I had never heard of Kundalini yoga and the book contained only a few postures and meditations, but I knew with all my heart that I need to find Gurmukh and study with her. My heart sank when I discovered she lived and taught in L.A. Perhaps I could find a teacher in D.C. who had studied with her, I reasoned. A little research led me to a prenatal Kundalini yoga class in Georgetown. 

I didn’t love the physical part of Kundalini at first. Although some postures were familiar from hatha yoga, others seemed at first awkward and strange. Some didn’t necessarily feel good as I did them. It helped when my teacher reminded me to connect to my breathing and to a silent mantra. It also helped when she shared a quip from Yogi Bhajan, who brought the Kundalini tradition to the West: “The best part of Kundalini yoga is when it’s over.” 

The “tuning-in” mantra that we did at the beginning of class seemed at first like a tongue-twister in an ancient language, but I liked that it meant “I honor the divine wisdom within me.” The idea that my body contained divine wisdom resonated with me, and I began to count on that divine wisdom to get me through childbirth.

In other yoga classes, my mind would often wander while my body ran through the poses. I would wonder about the other people in the room, or think about what I needed to buy at the store. In Kundalini class, because we kept our eyes closed and were continually reminded to reconnect to the breath and a mantra, I began to learn to stay internal and notice what my mind was doing.

Kundalini class always ended with a meditation, unlike other yoga classes I had attended. I had tried zen meditation years before, and while I liked the idea, I had trouble connecting to the practice. Kundalini meditation was different. There was more to do – a mudra (hand position), a drishti (eye focus), a breathing pattern, sometimes a mantra – which helped focus my mind. 

Some of the meditations were physically and mentally challenging, often because they involved holding my arms up for what seemed like endless minutes. I began to notice how I felt and what thoughts ran through my mind when my body was uncomfortable. My teacher reminded me that surrendering to uncomfortable physical sensations would be excellent practice for natural childbirth.

She was right. I went into childbirth feeling relaxed and prepared for the unknown, confident that my body could open up to whatever experience lay ahead. While I liked the Bradley childbirth class my husband and I took, for me the best childbirth preparation was the mental training of Kundalini yoga.

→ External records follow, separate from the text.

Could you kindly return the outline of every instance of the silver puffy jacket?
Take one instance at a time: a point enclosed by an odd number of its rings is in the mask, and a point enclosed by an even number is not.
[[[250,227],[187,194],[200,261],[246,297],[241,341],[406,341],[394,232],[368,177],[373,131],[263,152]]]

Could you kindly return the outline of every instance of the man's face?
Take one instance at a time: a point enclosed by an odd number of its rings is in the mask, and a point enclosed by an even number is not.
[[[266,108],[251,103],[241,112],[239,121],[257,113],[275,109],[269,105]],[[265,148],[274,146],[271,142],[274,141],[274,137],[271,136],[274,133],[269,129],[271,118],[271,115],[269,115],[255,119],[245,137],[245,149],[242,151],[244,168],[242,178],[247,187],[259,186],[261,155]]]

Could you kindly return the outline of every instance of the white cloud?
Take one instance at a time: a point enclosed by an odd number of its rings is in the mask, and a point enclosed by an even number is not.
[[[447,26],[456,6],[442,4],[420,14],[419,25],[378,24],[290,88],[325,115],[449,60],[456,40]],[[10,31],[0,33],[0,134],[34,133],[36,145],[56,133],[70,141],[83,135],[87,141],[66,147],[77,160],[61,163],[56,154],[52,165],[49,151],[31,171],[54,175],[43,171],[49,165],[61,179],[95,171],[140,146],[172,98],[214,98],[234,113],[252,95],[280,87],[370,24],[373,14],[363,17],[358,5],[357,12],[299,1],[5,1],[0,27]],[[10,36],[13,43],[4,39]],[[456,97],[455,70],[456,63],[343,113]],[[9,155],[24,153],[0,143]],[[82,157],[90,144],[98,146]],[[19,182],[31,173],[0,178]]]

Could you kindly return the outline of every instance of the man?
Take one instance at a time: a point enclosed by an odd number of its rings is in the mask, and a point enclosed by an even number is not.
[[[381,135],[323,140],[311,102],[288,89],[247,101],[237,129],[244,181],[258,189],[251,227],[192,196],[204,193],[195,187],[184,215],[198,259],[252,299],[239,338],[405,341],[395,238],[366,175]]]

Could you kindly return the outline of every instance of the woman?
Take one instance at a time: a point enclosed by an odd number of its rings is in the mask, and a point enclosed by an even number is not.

I took the advice in Gurmukh’s book to heart and trusted that I was more powerful than I might realize, and that staying present for this miracle I was lucky enough to experience would guide me through any difficulty. Gratitude was my touchstone whenever I lost my way.

I credit that that first prenatal class with helping me have two natural births (the second at home.) In addition, a door opened for me into a new world of yoga. While I had always enjoyed and been attracted to the physical practice of hatha yoga, Kundalini yoga allowed me to experience my consciousness and my spirit in a way that I had never done before. 

Almost four years after that first prenatal class, I entered a Kundalini teacher training program at Yoga House Studio in DC, with Elizabeth Greathouse. The training helped me uncover levels of strength, self-discipline and peace of mind that I didn’t know were deep inside me. I use the tools I learned every day, not only in my yoga practice, but in my work and my home life. The training gave me the foundation to continue to study this rich and ancient tradition and to continue to develop myself as a yogi and a person. It also gave me the sincere desire to share Kundalini yoga with others, in the hopes that they will find it just as valuable.